Tout le monde eut l’air surpris. Cette petite sœur répliqua avec perplexité : « Comment est-ce que nous pourrions possiblement ne pas te reconnaître ? Èrgē, de quoi est-ce que tu parles ? »

« Comment est-ce que tu viens de m’appeler ? » Je réalisai tout à coup que quelque chose clochait. Je me sentais encore ensommeillée juste avant et n’entendais pas bien, alors j’avais cru que « Èrgē » était un nom ou un surnom, mais une fois mentionné après le mot « Dàgē », soit « Grand frère », je me rendis compte de la véritable signification de « Èrgē ». C’était : « deuxième grand frère »1.

La petite sœur cligna des yeux et répéta docilement ce qu’elle avait dit : « Èrgē. »

Impossible ! Peu importe à quel point mon apparence a pu être ruinée, il n’y a aucune chance pour que je puisse un jour être appelée « Èrgē » !

Ignorant la faiblesse dans mes membres, je forçai mes bras à se lever pour toucher mon visage. La peau à cet endroit était lisse et, bien que mon visage semble plus mince, je ne sentais pas la moindre marque de cicatrices, encore moins la texture de bandages ou quoi que ce soit d’autre.

« Quel est mon nom ? » Un frisson me traversa. Cette situation dépassait déjà tout ce que je pouvais imaginer. Que se passe-t-il ? Qu’est-ce qui m’arrive !?

« Jiang Shuyu », répondit Dàgē, en ayant l’air troublé.

« …Quels sont les trois caractères ? »

« “Jiang” pour “jiāngyù”, territoire. Le “shu” dans “shūjí”, livre.
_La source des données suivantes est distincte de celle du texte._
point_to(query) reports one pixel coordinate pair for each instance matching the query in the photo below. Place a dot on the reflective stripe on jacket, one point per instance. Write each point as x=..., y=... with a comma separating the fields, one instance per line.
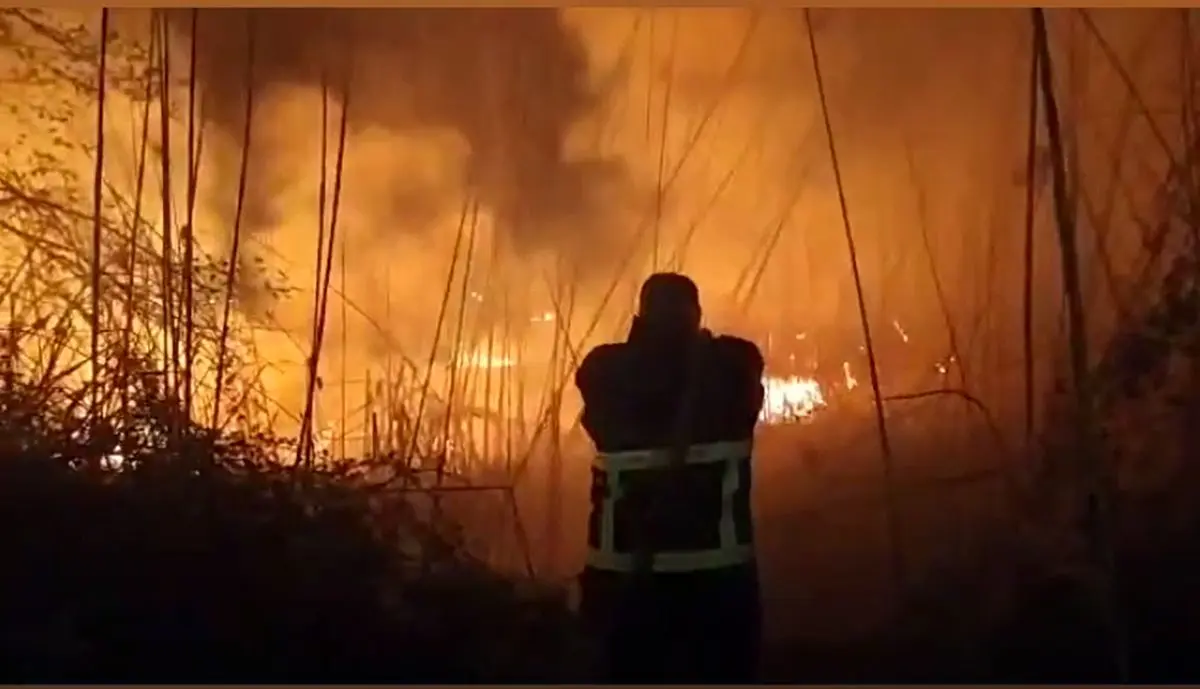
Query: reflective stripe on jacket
x=711, y=528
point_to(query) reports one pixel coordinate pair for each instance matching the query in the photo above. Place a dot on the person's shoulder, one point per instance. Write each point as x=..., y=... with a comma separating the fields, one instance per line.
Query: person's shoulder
x=739, y=347
x=606, y=352
x=604, y=357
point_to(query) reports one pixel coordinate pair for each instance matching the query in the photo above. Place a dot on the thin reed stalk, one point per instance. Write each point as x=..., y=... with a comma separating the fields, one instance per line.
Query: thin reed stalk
x=169, y=342
x=1031, y=191
x=96, y=210
x=325, y=275
x=1098, y=503
x=135, y=229
x=235, y=241
x=468, y=214
x=892, y=511
x=189, y=234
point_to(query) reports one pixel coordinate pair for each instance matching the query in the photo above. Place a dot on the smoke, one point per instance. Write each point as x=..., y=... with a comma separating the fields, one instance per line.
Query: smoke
x=510, y=83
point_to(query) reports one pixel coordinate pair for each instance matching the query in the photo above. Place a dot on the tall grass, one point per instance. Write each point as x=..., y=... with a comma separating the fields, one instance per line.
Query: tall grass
x=156, y=532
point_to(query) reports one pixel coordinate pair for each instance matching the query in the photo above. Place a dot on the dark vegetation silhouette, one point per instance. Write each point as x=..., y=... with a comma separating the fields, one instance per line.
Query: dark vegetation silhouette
x=207, y=553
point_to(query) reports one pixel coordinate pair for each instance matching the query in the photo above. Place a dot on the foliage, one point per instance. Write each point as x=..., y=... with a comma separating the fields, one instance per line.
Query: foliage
x=208, y=558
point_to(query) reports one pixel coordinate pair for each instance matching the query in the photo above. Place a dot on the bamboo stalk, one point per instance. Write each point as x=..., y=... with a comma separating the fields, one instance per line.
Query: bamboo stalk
x=97, y=209
x=892, y=511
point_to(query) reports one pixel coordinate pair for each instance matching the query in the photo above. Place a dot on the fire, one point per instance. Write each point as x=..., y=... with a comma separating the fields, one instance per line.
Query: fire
x=483, y=360
x=790, y=399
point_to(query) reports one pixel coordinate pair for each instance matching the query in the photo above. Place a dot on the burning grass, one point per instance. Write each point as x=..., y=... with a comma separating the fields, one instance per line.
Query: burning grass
x=150, y=538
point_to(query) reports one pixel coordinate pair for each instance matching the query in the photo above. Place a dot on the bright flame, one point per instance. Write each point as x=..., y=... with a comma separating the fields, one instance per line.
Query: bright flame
x=849, y=376
x=481, y=360
x=790, y=399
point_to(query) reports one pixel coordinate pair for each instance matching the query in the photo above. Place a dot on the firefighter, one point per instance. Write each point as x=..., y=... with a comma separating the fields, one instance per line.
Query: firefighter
x=670, y=581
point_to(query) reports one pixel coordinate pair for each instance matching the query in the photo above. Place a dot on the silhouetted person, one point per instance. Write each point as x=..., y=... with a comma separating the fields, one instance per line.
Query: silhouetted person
x=671, y=581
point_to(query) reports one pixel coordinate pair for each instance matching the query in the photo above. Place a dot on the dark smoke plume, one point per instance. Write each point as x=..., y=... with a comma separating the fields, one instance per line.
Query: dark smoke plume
x=510, y=81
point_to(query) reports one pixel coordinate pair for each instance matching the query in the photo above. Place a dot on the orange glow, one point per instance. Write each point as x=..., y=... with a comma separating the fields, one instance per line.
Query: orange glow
x=790, y=399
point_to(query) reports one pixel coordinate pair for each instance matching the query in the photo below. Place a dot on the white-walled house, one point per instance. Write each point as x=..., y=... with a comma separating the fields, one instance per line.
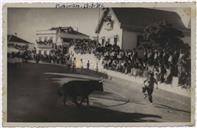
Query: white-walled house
x=125, y=26
x=16, y=44
x=59, y=36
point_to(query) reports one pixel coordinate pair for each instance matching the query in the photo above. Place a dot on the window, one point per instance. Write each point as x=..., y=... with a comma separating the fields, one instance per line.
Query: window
x=45, y=38
x=116, y=39
x=40, y=38
x=108, y=40
x=45, y=52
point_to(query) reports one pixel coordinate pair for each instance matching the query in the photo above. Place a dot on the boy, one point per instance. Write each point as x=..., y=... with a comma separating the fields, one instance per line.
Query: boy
x=149, y=87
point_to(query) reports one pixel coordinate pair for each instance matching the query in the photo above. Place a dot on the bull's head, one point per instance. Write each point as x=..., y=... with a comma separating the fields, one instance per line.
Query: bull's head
x=99, y=87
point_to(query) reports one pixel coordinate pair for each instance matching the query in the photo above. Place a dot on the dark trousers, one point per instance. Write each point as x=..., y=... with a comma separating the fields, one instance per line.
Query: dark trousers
x=149, y=90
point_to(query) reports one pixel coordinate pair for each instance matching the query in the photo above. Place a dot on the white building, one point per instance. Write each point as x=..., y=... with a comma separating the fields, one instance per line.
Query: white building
x=125, y=26
x=16, y=44
x=58, y=36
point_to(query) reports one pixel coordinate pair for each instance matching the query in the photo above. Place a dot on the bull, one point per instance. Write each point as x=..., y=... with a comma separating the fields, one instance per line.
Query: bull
x=79, y=89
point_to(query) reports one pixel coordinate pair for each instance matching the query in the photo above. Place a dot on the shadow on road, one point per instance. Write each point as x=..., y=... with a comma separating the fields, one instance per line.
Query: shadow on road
x=171, y=108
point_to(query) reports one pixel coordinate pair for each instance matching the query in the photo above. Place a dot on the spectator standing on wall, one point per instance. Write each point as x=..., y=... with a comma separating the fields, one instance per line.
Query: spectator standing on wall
x=88, y=65
x=74, y=65
x=81, y=66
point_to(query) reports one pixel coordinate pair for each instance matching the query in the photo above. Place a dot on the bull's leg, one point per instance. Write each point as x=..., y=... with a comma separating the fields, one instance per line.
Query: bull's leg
x=87, y=98
x=65, y=98
x=75, y=100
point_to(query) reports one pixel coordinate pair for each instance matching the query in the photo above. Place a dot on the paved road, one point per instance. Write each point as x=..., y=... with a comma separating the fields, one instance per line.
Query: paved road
x=32, y=97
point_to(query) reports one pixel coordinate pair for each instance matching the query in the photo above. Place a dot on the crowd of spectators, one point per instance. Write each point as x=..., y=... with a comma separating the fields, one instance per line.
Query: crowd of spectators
x=55, y=56
x=164, y=63
x=19, y=47
x=45, y=42
x=85, y=46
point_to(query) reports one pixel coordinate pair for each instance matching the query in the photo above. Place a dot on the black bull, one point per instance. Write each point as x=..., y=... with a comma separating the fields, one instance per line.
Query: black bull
x=77, y=88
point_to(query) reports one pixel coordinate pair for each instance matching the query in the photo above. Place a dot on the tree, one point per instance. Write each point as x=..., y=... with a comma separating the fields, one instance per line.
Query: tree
x=164, y=34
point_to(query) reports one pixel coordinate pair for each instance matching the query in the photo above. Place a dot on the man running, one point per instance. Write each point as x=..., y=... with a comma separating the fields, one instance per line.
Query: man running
x=149, y=86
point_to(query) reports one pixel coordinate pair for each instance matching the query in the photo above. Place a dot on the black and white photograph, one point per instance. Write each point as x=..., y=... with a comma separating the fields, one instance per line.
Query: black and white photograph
x=96, y=63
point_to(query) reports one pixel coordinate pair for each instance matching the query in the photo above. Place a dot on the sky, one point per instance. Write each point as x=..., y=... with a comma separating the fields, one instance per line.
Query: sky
x=26, y=21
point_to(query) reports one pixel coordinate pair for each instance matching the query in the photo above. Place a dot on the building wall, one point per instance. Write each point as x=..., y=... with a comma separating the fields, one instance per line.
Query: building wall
x=110, y=34
x=129, y=39
x=187, y=40
x=43, y=51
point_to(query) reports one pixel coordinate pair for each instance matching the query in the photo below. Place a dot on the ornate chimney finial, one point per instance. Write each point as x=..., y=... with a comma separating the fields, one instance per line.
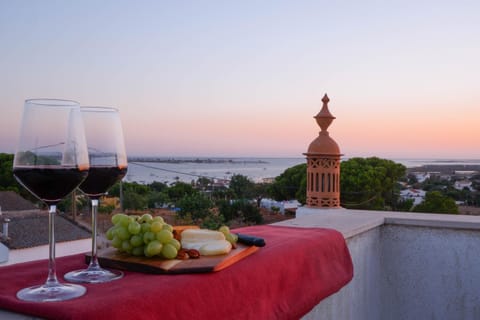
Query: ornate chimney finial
x=325, y=99
x=324, y=117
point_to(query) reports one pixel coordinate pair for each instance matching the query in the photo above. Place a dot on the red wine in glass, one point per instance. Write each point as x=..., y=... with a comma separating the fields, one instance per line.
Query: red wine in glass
x=108, y=164
x=49, y=183
x=51, y=160
x=100, y=179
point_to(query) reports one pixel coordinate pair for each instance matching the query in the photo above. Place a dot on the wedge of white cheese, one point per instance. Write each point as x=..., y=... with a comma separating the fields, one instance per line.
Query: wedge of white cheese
x=207, y=242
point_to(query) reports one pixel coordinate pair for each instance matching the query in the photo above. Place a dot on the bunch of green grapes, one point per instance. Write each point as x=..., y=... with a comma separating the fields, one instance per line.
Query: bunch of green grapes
x=143, y=236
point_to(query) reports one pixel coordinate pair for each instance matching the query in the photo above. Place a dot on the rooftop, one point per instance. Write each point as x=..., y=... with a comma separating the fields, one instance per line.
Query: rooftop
x=406, y=265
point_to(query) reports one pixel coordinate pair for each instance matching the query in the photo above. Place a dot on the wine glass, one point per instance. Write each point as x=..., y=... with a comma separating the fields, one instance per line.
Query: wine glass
x=108, y=164
x=50, y=162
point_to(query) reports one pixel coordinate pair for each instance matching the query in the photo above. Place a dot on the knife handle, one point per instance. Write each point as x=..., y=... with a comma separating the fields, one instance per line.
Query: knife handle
x=251, y=240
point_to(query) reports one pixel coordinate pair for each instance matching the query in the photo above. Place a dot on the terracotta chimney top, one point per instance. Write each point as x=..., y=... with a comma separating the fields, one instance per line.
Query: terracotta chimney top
x=323, y=144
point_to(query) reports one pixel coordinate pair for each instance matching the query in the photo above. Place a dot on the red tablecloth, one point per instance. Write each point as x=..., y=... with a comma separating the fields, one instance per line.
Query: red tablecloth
x=283, y=280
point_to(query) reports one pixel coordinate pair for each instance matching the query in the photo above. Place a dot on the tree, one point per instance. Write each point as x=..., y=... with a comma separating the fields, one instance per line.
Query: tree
x=196, y=206
x=436, y=202
x=242, y=187
x=7, y=181
x=370, y=183
x=178, y=190
x=291, y=184
x=240, y=209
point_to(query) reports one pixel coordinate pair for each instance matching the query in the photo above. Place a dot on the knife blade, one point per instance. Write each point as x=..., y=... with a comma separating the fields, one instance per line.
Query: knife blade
x=250, y=240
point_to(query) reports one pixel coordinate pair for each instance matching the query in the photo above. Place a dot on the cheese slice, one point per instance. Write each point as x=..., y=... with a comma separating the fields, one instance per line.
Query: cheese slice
x=215, y=247
x=207, y=242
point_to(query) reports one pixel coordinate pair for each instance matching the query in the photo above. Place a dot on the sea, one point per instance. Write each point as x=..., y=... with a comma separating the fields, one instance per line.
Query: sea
x=188, y=169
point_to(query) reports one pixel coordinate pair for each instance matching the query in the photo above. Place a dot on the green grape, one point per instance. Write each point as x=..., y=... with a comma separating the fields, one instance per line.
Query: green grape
x=159, y=219
x=148, y=236
x=164, y=236
x=117, y=242
x=153, y=248
x=134, y=227
x=136, y=240
x=146, y=217
x=118, y=217
x=110, y=233
x=174, y=242
x=224, y=229
x=169, y=251
x=122, y=232
x=231, y=238
x=156, y=226
x=127, y=246
x=168, y=227
x=146, y=226
x=138, y=251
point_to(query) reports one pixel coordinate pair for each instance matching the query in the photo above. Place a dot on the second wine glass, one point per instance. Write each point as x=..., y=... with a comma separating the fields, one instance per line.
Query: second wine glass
x=108, y=165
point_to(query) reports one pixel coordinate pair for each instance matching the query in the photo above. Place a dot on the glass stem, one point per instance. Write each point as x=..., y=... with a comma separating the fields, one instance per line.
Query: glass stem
x=94, y=260
x=52, y=273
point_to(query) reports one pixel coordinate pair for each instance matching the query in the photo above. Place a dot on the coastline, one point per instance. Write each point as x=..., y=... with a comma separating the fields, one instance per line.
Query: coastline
x=186, y=169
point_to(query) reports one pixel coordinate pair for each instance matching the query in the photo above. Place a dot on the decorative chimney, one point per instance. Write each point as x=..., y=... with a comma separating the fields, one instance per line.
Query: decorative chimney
x=323, y=165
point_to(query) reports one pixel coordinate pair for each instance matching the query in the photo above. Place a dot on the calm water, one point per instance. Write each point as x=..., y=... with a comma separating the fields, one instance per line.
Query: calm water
x=254, y=168
x=223, y=168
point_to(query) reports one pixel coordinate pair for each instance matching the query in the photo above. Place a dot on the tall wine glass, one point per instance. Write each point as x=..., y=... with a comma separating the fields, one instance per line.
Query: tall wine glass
x=51, y=161
x=108, y=164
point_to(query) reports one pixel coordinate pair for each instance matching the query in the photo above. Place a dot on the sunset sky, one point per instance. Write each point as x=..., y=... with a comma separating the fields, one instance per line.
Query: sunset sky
x=245, y=78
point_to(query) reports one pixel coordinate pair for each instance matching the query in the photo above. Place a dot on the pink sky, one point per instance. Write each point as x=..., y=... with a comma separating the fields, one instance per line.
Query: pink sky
x=246, y=78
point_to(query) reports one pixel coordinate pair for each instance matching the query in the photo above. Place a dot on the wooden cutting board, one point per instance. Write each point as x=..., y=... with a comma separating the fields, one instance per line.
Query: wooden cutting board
x=111, y=258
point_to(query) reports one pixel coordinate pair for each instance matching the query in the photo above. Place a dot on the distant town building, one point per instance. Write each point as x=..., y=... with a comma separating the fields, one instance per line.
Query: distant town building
x=462, y=184
x=415, y=194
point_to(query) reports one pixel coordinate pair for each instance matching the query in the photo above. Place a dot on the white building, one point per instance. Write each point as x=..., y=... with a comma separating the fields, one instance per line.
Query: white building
x=417, y=195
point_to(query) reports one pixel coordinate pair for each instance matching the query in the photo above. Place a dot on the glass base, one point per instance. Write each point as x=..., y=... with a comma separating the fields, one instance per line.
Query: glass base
x=54, y=292
x=97, y=275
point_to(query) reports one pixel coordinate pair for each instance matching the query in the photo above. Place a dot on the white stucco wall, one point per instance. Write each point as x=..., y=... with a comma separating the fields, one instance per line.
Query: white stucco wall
x=429, y=273
x=359, y=299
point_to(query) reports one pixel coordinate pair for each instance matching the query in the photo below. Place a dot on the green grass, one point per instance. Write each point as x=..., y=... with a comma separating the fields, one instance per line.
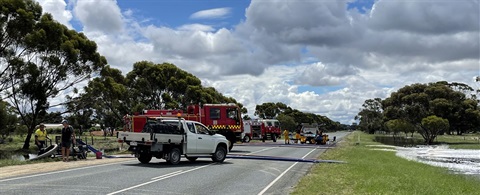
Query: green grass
x=108, y=144
x=379, y=172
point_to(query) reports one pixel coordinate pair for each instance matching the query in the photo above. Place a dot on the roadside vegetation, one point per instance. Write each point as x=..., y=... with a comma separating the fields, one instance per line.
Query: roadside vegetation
x=11, y=152
x=368, y=171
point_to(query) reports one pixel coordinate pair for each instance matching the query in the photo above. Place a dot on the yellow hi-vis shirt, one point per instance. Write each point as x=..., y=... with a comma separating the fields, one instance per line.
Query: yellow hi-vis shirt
x=41, y=135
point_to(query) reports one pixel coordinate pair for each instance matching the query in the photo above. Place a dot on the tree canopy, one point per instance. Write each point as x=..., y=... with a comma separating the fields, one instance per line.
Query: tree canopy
x=40, y=59
x=416, y=105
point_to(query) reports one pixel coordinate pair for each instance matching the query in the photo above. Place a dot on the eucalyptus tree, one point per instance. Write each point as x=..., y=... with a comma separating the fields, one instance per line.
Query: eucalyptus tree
x=106, y=100
x=432, y=126
x=17, y=20
x=8, y=120
x=442, y=99
x=162, y=86
x=371, y=116
x=47, y=61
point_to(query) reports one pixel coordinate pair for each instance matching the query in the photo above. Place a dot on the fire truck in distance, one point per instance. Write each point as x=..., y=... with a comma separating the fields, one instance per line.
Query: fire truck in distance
x=225, y=119
x=262, y=129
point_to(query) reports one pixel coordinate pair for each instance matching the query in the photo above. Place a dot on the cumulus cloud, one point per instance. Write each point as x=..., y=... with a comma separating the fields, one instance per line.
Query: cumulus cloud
x=58, y=9
x=103, y=16
x=211, y=13
x=282, y=46
x=196, y=27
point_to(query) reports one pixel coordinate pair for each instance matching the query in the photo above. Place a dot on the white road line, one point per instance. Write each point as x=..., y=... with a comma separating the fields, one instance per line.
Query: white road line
x=161, y=176
x=62, y=171
x=176, y=173
x=276, y=179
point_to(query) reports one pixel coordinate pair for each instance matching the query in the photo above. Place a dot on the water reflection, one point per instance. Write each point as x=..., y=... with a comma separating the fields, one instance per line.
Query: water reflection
x=23, y=157
x=460, y=161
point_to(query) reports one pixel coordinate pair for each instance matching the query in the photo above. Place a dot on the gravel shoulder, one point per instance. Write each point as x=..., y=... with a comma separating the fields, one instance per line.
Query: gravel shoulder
x=28, y=169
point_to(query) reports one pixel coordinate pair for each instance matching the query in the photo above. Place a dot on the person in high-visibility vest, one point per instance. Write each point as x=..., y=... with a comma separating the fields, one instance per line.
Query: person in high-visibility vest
x=297, y=136
x=287, y=136
x=41, y=136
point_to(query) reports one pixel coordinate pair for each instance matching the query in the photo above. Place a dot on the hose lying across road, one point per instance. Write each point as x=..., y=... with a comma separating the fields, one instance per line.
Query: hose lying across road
x=276, y=158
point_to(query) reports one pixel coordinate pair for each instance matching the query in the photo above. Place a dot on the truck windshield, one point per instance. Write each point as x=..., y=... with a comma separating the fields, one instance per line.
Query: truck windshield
x=232, y=113
x=269, y=124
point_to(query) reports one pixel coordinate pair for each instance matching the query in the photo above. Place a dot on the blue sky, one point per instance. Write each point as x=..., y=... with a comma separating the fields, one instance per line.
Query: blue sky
x=174, y=13
x=324, y=57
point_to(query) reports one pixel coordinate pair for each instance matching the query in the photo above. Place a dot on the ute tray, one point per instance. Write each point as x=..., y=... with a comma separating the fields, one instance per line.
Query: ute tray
x=162, y=128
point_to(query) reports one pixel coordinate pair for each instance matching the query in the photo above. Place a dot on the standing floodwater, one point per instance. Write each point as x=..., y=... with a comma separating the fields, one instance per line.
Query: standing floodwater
x=460, y=161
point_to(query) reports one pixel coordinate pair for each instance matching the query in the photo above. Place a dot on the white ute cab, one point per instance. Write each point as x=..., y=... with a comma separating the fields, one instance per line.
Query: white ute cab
x=171, y=138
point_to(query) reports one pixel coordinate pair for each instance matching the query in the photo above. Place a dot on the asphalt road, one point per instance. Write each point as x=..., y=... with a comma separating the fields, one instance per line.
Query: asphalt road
x=234, y=176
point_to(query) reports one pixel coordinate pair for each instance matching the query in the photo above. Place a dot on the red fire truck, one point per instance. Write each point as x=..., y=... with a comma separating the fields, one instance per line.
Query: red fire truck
x=223, y=118
x=261, y=129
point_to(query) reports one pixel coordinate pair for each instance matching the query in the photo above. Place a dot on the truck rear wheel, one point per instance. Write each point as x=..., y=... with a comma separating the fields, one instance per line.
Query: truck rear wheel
x=192, y=159
x=174, y=156
x=220, y=154
x=246, y=139
x=231, y=146
x=145, y=158
x=274, y=137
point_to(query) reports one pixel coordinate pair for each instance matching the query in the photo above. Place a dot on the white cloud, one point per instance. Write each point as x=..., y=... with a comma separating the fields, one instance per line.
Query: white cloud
x=58, y=9
x=196, y=27
x=282, y=46
x=103, y=16
x=211, y=13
Et le “yu” dans “yǔzhòu”, univers. »

Mon pouls s’accéléra, et une machine à côté de moi lâcha un crissement perçant.

L’infirmière s’exclama : « Sa respiration et ses battements de cœur sont trop rapides ! »

« Xiao Yu ! »

Des voix inquiètes autour de moi m’appelaient, mais aucune d’elles ne s’adressait à moi.

Je ne suis pas Xiao Yu, je ne suis pas Xiao Yu. Je m’appelle Guan Weijun. Il m’a toujours appelée Xiao Jun, pas Xiao Yu !

 

Note de bas de page

1 « Xiao Yu » : Au départ, notre protagoniste croit à tort qu’ils l’appellent « 小雨 », qui est le nom d’une fille signifiant le mot « pluie », alors qu’en fait ils l’appelaient « 小宇 », soit par un nom de garçon contenant le premier caractère du mot « univers ». Les deux noms se prononcent « Xiao Yu ».